Et si vous parlez à une seule personne, vous pouvez commencer par la question: "Comment vous sentez-vous en ce moment?" Cela peut conduire à la connexion initiale, puis vous pouvez peut-être demander pourquoi ils se sentent comme ils le font. Et cela peut conduire à votre question plus directe de ce dont ils ont besoin.

Mais en fin de compte, cette idée de demander comment nous pouvons servir nous invite à moins nous soucier de ce que nous sommes censés dire. Lorsqu'une personne de confiance leur demande ce dont ils ont besoin, ils se sentent vus.

En demandant aux autres ce dont ils ont besoin, vous trouverez peut-être un peu de guérison

Sur les 170 e-mails que j'ai reçus, un en particulier me distingue. Son auteur a offert ce que j'ai trouvé être une exploration éloquente et aimable de ce que tout cela signifie. Avant de répondre, je l'ai consultée en ligne pour savoir qui elle était et, dans une série de découvertes, j'ai réalisé qu'elle n'était pas seulement de ma ville natale de New York, mais que mon père était en fait son professeur de sixième année.

J'ai enterré mon père en novembre dernier.
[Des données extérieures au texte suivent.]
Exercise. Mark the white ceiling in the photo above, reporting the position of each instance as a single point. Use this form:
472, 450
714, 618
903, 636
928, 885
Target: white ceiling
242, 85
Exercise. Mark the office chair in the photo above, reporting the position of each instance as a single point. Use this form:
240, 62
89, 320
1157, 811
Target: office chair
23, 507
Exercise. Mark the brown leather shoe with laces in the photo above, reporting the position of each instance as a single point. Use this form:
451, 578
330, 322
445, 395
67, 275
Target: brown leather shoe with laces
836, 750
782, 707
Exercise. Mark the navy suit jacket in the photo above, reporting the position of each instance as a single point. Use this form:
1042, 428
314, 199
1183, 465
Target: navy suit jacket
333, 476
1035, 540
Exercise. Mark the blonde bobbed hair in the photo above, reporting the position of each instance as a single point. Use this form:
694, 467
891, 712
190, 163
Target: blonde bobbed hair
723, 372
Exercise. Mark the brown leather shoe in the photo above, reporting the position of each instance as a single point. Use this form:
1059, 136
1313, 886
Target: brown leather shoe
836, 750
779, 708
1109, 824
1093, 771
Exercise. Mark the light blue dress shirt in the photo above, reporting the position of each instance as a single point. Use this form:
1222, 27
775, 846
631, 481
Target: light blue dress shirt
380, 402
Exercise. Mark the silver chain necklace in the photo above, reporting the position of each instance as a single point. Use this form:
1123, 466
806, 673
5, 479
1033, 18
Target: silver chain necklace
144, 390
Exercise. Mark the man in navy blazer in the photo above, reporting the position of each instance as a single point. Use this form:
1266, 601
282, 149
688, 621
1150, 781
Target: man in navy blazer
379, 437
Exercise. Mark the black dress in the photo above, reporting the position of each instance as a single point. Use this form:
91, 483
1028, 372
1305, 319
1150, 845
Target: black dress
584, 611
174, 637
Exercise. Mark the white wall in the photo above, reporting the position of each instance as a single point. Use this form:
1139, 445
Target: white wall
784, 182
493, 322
C'était une de ces histoires fortuites que j'aurais aimé partager avec lui, et en y réfléchissant, j'ai eu un moment de chagrin. Mais à ce moment-là, j'ai également connu une douceur que je ne me sentais pas suffisamment en sécurité depuis le meurtre, les protestations et les hélicoptères qui s'étaient produits la semaine précédente.

Mon intention en posant la question à ma liste de courrier électronique était que je pouvais éventuellement aider les autres à guérir.

Je ne savais pas qu'en faisant cela, je vivrais également un moment de guérison.